Two Juneau swimmers returned from the Special Olympics World Games in Los Angeles with five medals. CJ Umbs and Christine Quick competed alongside 6,500 athletes with intellectual disabilities from around the world.
Juneau swimmer Christine Quick says Michael Phelps is taller than she thought he was. The most decorated Olympic athlete of all time took pictures with Special Olympians and jumped in the pool for a swim.
“What was that like?” I asked.
“Happy,” Quick says. “Our team was crazy to see him.”
Quick earned two gold medals and a seventh place finish in backstroke and freestyle events. She says the cheering from the crowd helped motivate her. She’s never received so much attention.
“Everybody said, ‘Yay!’ People took pictures of us,” Quick says.
CJ Umbs is another Juneau swimmer. He received gold, silver and bronze medals, and a fourth place ribbon in backstroke and freestyle events. His mother Michelle Umbs is a coach for Juneau’s Special Olympics program.
“The finish on the fourth place ribbon and the finish on the silver medal, he was just as happy as a clam both times,” Umbs says. “It didn’t matter. He was just so glad to finish.”
Umbs was in L.A. for the games with her husband and other family members. She watched every event her son and Quick competed in.
“The whole week was amazing watching both of them act independently and responsibly. But to see them both as young adults get up on a stage, accept their medals in an environment where they were treated with a lot of respect is over the top for me,” Umbs says.

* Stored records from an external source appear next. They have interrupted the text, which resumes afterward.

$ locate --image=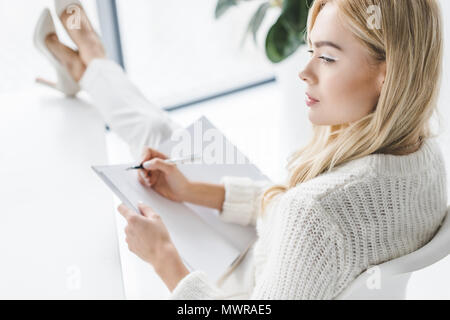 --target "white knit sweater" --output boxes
[170,138,447,300]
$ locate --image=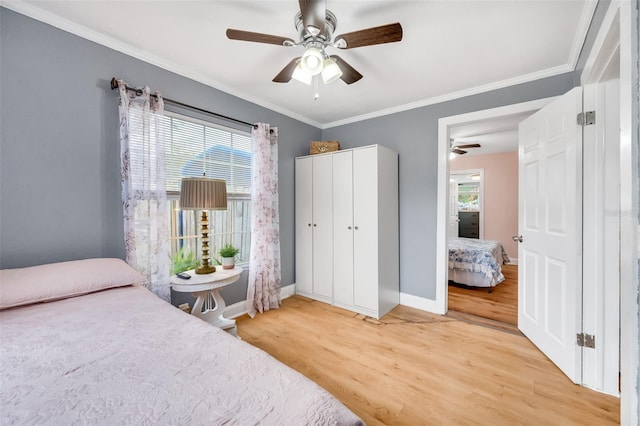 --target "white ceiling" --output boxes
[2,0,596,128]
[449,112,533,161]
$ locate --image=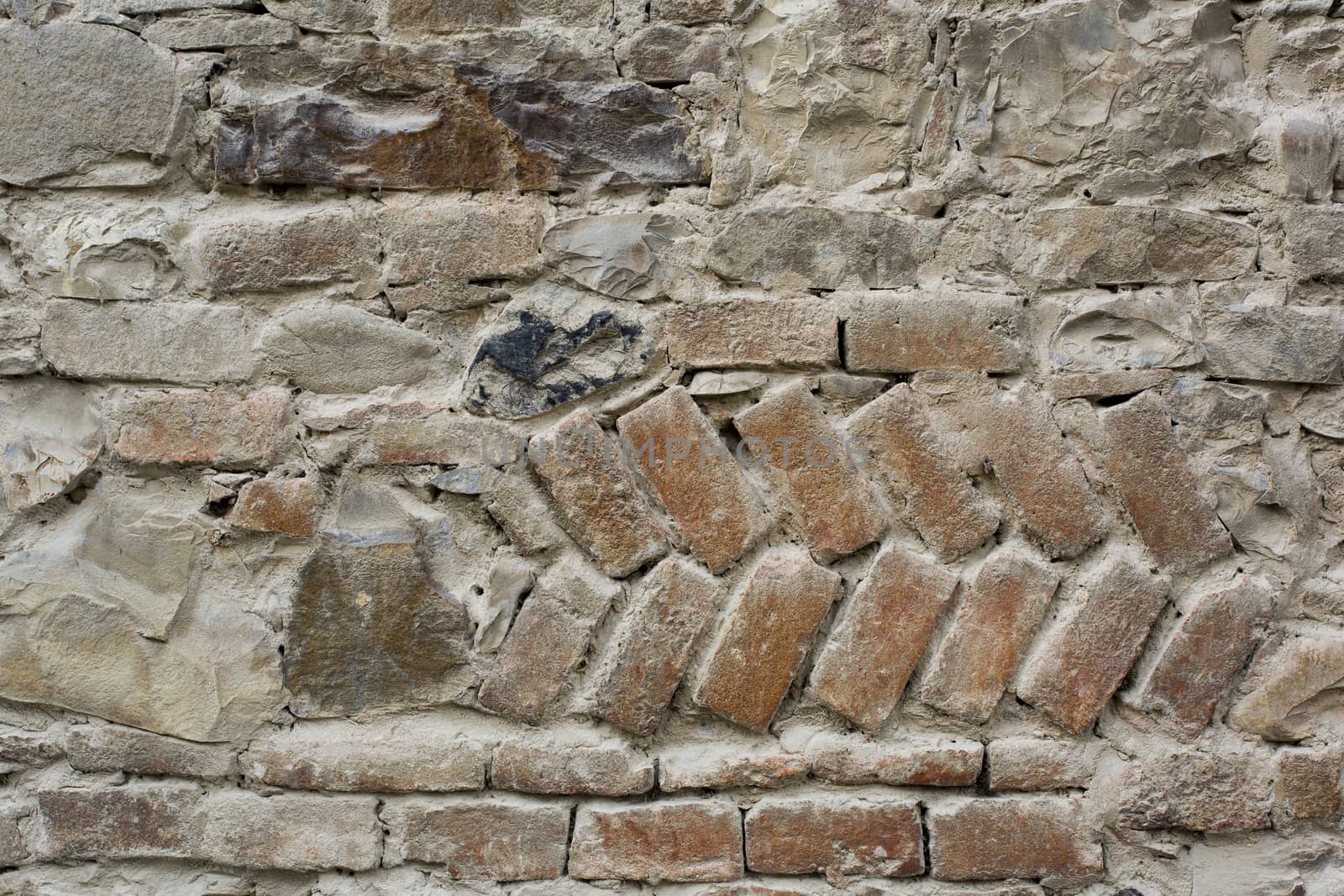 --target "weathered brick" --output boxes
[570,799,742,881]
[381,795,570,881]
[919,552,1059,724]
[238,726,489,793]
[617,385,766,572]
[529,411,667,578]
[926,798,1105,887]
[202,790,381,871]
[480,560,620,723]
[596,558,719,735]
[1017,558,1167,731]
[491,741,654,797]
[836,291,1021,374]
[746,797,925,878]
[227,475,323,538]
[66,726,237,778]
[42,298,257,385]
[664,298,840,369]
[1100,394,1232,571]
[695,551,844,730]
[734,383,887,562]
[1138,582,1273,737]
[1117,750,1273,831]
[848,383,999,560]
[811,545,957,728]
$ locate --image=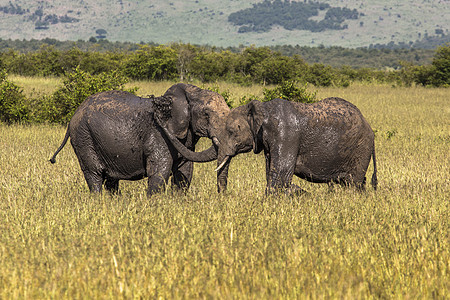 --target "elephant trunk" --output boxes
[161,126,217,162]
[216,155,231,193]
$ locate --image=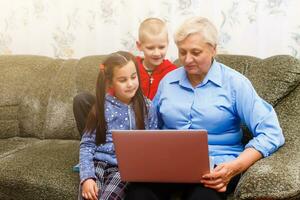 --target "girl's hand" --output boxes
[82,179,99,200]
[201,162,239,192]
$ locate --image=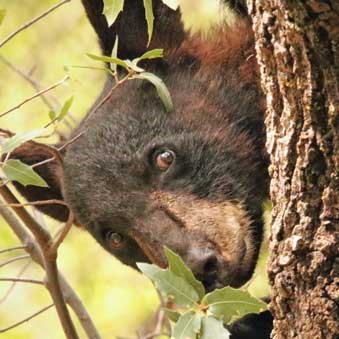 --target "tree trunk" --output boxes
[247,0,339,339]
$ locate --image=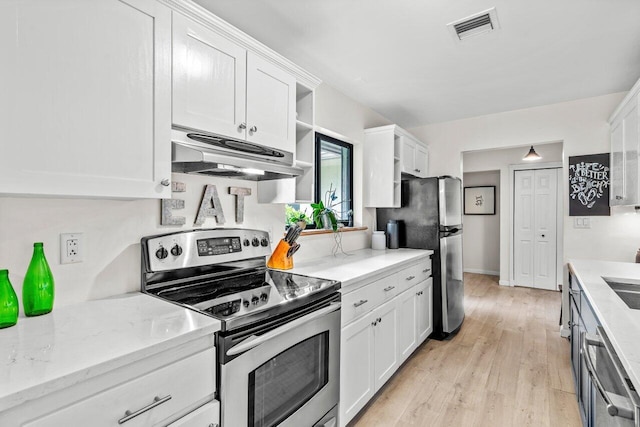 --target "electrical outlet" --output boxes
[60,233,83,264]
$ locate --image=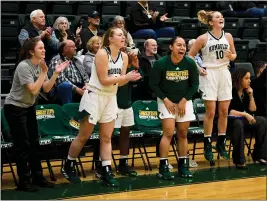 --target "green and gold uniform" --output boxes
[149,55,199,103]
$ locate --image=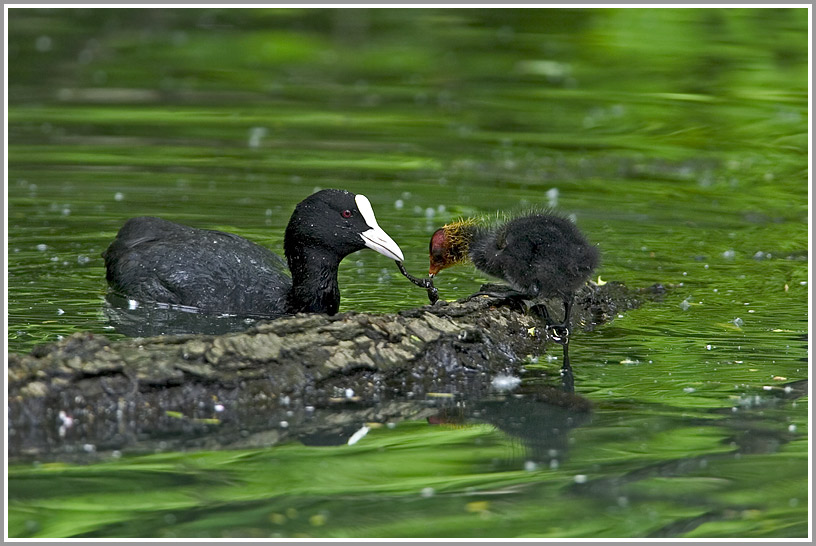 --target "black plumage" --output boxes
[102,190,403,317]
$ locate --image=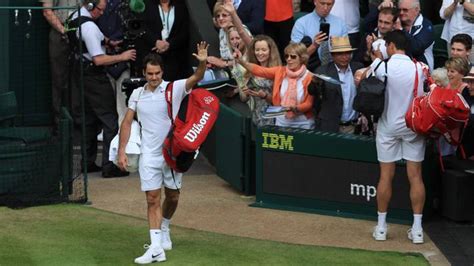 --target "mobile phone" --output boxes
[319,22,330,37]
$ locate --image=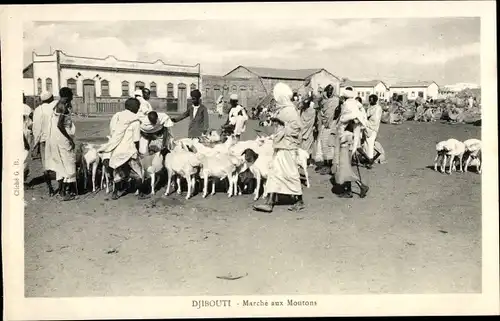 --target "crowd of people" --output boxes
[23,83,382,205]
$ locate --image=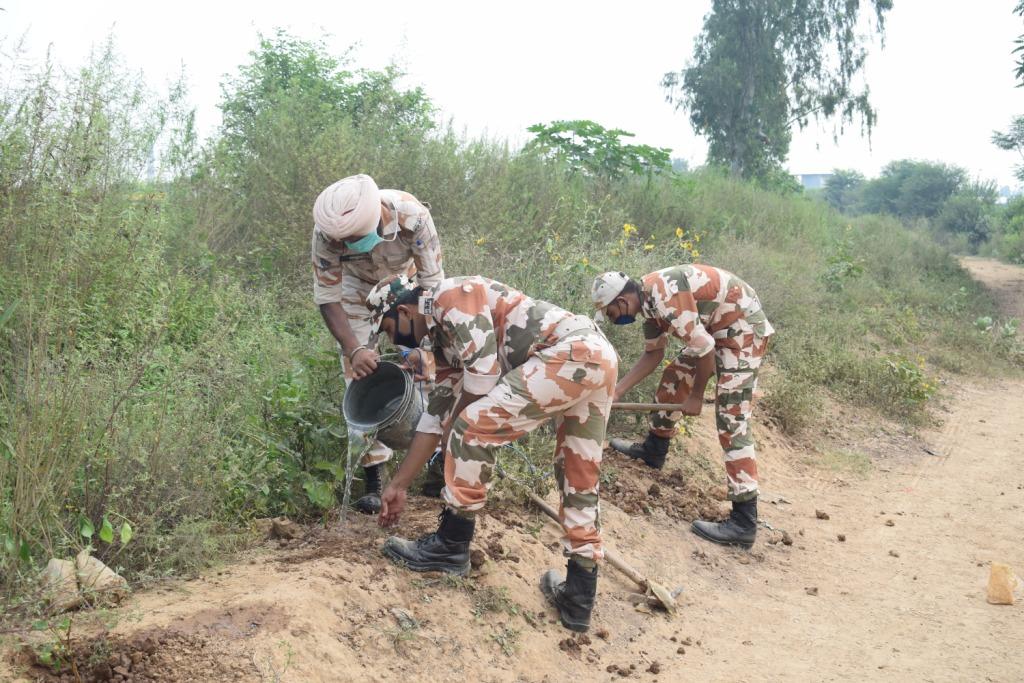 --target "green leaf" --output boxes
[313,460,345,481]
[99,517,114,543]
[302,479,334,510]
[0,299,22,330]
[0,437,14,462]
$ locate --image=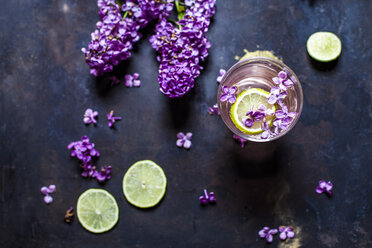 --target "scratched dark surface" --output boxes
[0,0,372,248]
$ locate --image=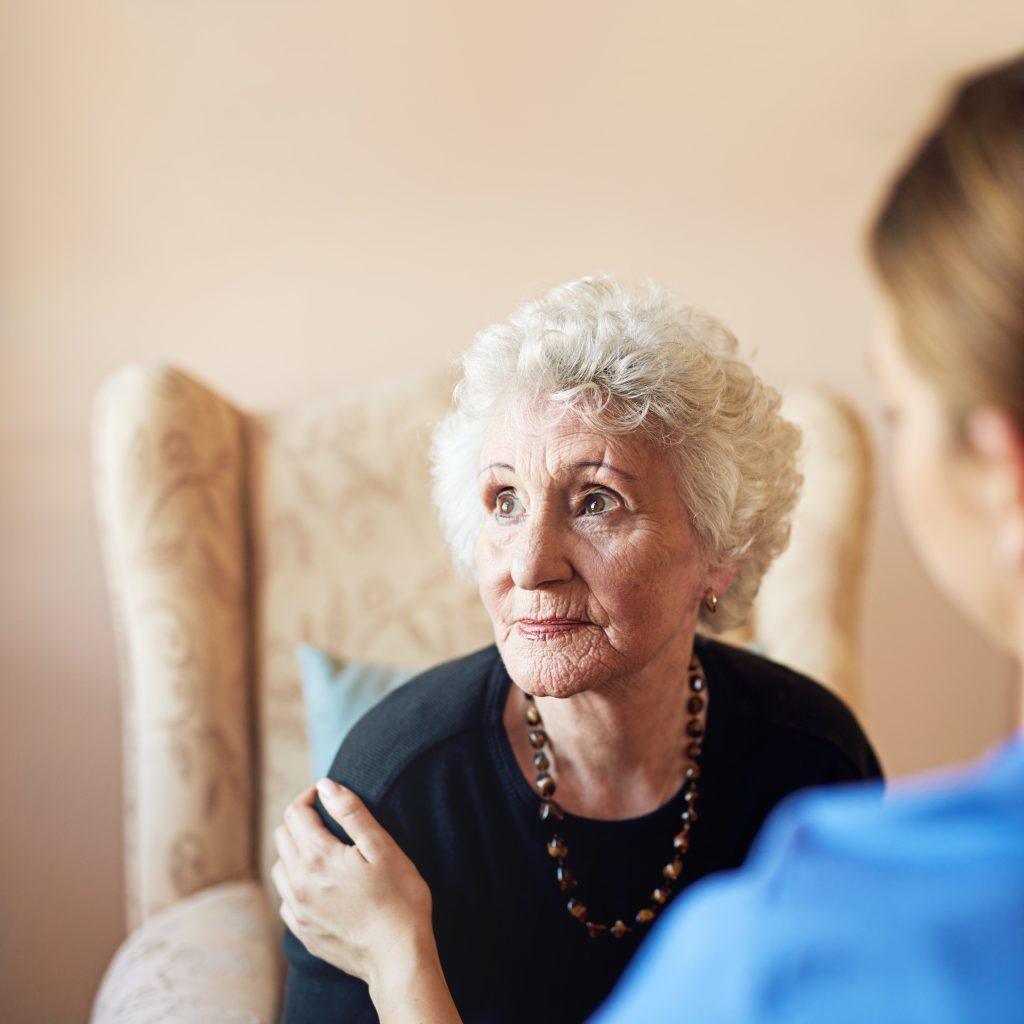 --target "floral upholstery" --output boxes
[93,882,281,1024]
[93,366,871,1022]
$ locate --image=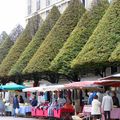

CJ Umbs and Christine Quick were part of Team USA with fellow Alaska athletes Garrett Stortz from the Mat-Su and Brittany Tregarthen from Kodiak. Stortz competed in golf and Tregarthen in powerlifting.
All four Alaska athletes medaled, but Jim Balamaci says competing in the Special Olympics isn’t about winning.
“It’s really about doing your personal best and really performing and training,” says Balamaci, president and CEO of Special Olympics Alaska.
Prior to 1968, people with intellectual disabilities didn’t have a sports organization.
“Now, almost 50 years later, we transcend the world,” Balamaci says. “People with intellectual disabilities can achieve and that through sports, there’s no better way of gaining friendships and confidence that come back to your community and to your school.”
Both Juneau athletes get to take a short break from training as they enjoy the afterglow of the World Games. Quick will start swimming again in the winter and Umbs will start bowling in a few weeks.